Espero que os guste:
EL ABUELO.
Acudió a su casa como cada tarde desde hacía varios
veranos. Acostumbraba a subir los escalones que llevaban al tercer piso de dos
en dos, silbando una jovial melodía a su paso, pero esa tarde no había espacio
para la alegría y su caminar era lento y melancólico.
Las palabras del doctor Franquesas, por
esperadas que resultaran, le habían hecho mella. Nunca es agradable saber que
una vida está a punto de apagarse, por más que todos sepamos que el reloj con
la cuenta atrás se pone en marcha en el mismo momento de nuestro nacimiento.
Sin embargo, ni siquiera el peso de la evidencia servía para consolarlo.
-Abuelo, ya estoy en casa -gritó cuando abrió
la puerta y una oscuridad con aroma rancio lo recibió. Trató de imitar el tono
despreocupado habitual, aunque fracasó en el intento. Tampoco es que importara
demasiado. Su abuelo era ahora apenas una sombra más que decoraba el salón
principal, sentado en un sillón, contemplando el relieve de la ciudad a través
de la ventana sin ver nada en realidad. El chico podría haber arrastrado el sillón
por la estancia, colocando al abuelo de cara a una pared, y no habría habido
reacción alguna por parte del viejo.
Su madre emergió de la cocina, delantal en
mano, y besó a su hijo en la frente.
-No hay buenas noticias, ¿verdad?
Era más una afirmación que una pregunta, y él
se limitó a negar con la cabeza.
-Me lo llevo -le dijo con determinación.
La madre lo miró sin entender, pero unas
patatas a medio freír comenzaron a protestar tras ella y tuvo que volver a
centrar su atención en los fogones.
-Me lo llevo -repitió el joven, esta vez más
para convencerse a sí mismo que para otra cosa.
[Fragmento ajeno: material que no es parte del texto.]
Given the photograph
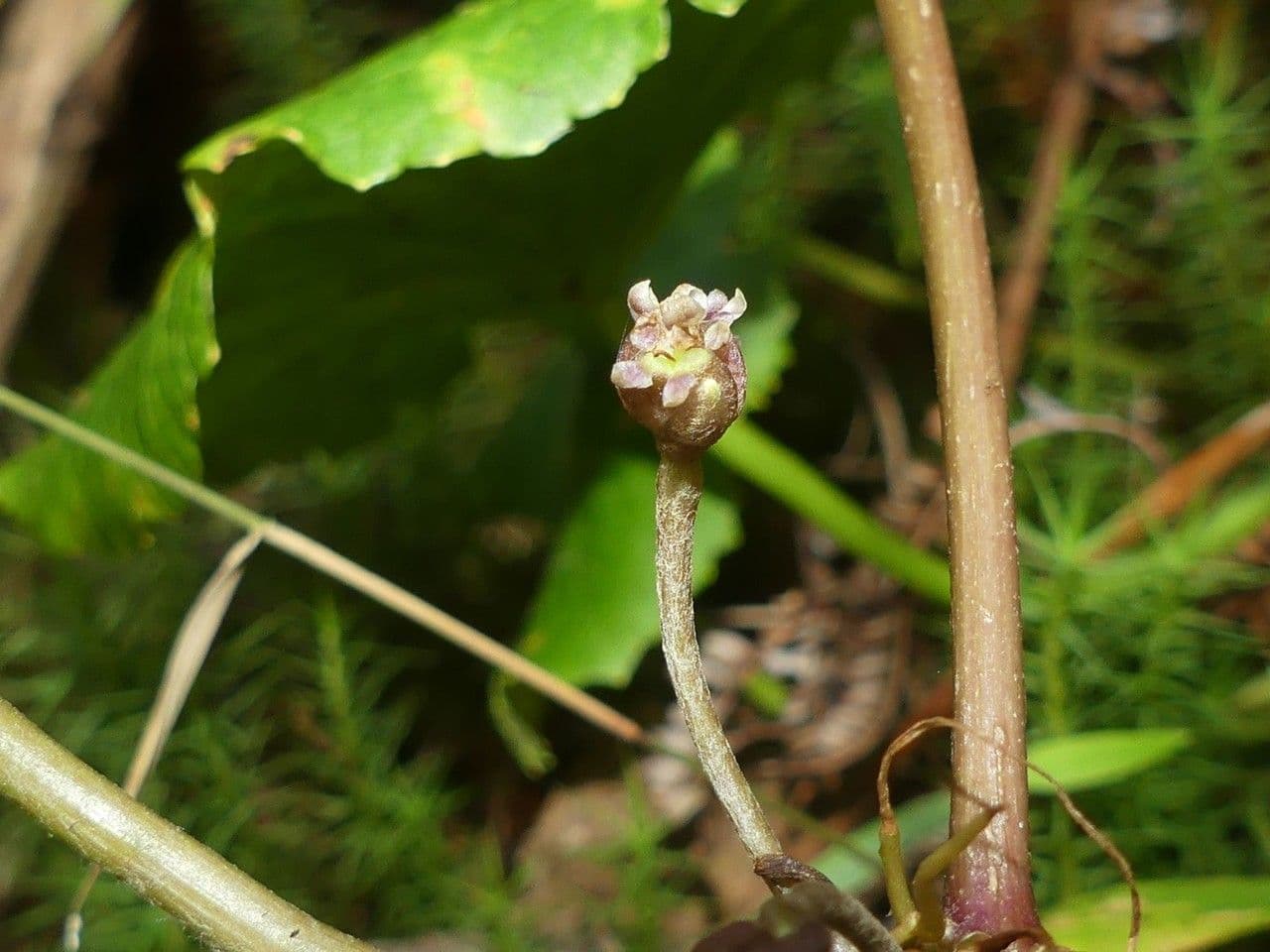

Tomó al anciano por los hombros e hizo fuerza para
levantarlo. Sin la ayuda del hombre le costó bastante hacerlo, pero al fin lo
consiguió, dejándolo de pie en medio del comedor, en un equilibrio precario,
mientras iba a por su abrigo.
-¡Venga, abuelo! Nos vamos a dar una vuelta
-dijo a la figura de cera.
No le supuso demasiado esfuerzo arrastrarlo
hasta el coche. El anciano era como un autómata al que habían dejado de dar
cuerda. Se dejaba llevar, pero sin ánimo ni convicción. Un fantasma que
arrastraba sus pies guiado por un nieto al que no reconocía.
El trayecto desde Barcelona hasta Huesca le
supuso casi tres horas, las cuales amenizó con música de jotas. Las favoritas
del abuelo eran las de José Oto, al cual el anciano había llegado a conocer en
sus años de juventud en un recital improvisado al calor de unos vinos de
Sotomanto. El chaval no era demasiado aficionado a este canto, aunque tras una
infancia junto a su abuelo algo se le había quedado, y cuando sonó La Fiera no puedo evitar canturrearla
como hacían ambos entre risas años atrás.
El abuelo, por su parte, ni se inmutó, la
mirada permanentemente perdida en el infinito.
No sabe ni conoce. Así es como su madre definía
la enfermedad del abuelo, como si no se atreviese a decir en voz alta
Alzheimer. No se apagó de golpe, más bien como una brasa al finalizar la
hoguera, como si se resistiese a agotar el último destello de luz. Pero cuando
al fin lo hizo, la misma esencia del abuelo pareció desaparecer, quedando
convertido en una simple carcasa vacía.
Empezó olvidando cosas sin importancia, pero
cuando se levantaba confundido y asustado, sin reconocer su propio dormitorio,
su familia empezó a sufrir por él de veras. Eso fue hace un año. En apenas unos
meses sencillamente desconectó del mundo, convirtiendo a su hija y a su nieto
en dos extraños primero para pasar a ignorarlos después, como si simplemente no
existieran, como si esas siluetas y esas voces que trataban de insuflarle
ánimos procediesen de un lugar muy remoto, totalmente inalcanzable para él.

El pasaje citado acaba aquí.